Ela ficou aflita com aquela representação surreal que seguia seus passos a certa distância. Então, decidiu parar; e a coisa também parou. Ela ficou encarando aquilo por um tempo e notou que aquilo tendia a querer se esconder do seu canto esquerdo, tentando ficar próxima ao limiar de seu campo de visão. O suficiente para não ser inteiramente vista, mas sempre notada!

Foi com certa sensação de diversão que finalmente deduziu ser aquilo um vulto perdido. Era como um mímico, mas sem intensão própria. Só respondia quando ela o encarava, fazendo-o retornar a um ponto de vista que fosse ocultado, mas percebido.

Ela continuou a percorrer aquele túnel sombrio com o vulto desgarrado a lhe fazer companhia quando finalmente chegou à origem do barulho insistente: estava em uma rua vazia. Na sua frente, viu um mendigo pregando cartazes na parede.

- Não era para você estar aqui. - disse o mendigo.
- Com licença, desculpe, tem que me ajudar e-eu - começou a garota com voz de choro.
- Não falei de você! Falei dele! - apontou para o local onde o vulto deveria estar.

Nesse momento, ela teve aquela "sensação de vulto"; se lembrou dele e se virou: não tinha mais nada lá.

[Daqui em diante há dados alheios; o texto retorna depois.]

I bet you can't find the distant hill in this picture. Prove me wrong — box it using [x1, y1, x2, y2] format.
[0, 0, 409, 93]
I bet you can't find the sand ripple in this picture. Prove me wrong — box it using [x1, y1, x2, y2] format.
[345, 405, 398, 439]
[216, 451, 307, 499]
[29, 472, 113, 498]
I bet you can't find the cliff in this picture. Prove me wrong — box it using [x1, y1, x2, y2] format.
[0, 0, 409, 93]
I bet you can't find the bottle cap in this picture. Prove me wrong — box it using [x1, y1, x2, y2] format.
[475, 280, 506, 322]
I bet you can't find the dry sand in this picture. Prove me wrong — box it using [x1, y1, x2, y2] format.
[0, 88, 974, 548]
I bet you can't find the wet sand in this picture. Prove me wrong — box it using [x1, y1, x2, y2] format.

Era só um vulto mesmo...

Ela se virou para o mendigo e... ele também desapareceu!

E a garota notou a brisa que começava a soprar, e os primeiros burburinhos da manhã (como uma certa carta que foi muito lida há pouco tempo, de alguém que não existe mais).

E foi assim que Isabela se livrou da inconsistência.

Ela pegou o metrô e foi para casa. Tudo voltou ao normal.

O vulto da biblioteca também se livrou da realidade e deixou a inconsistência.

Agora, os dois se encontram nos sonhos da moça e conversam sob suas experiências. Porém, agora, falando a mesma língua.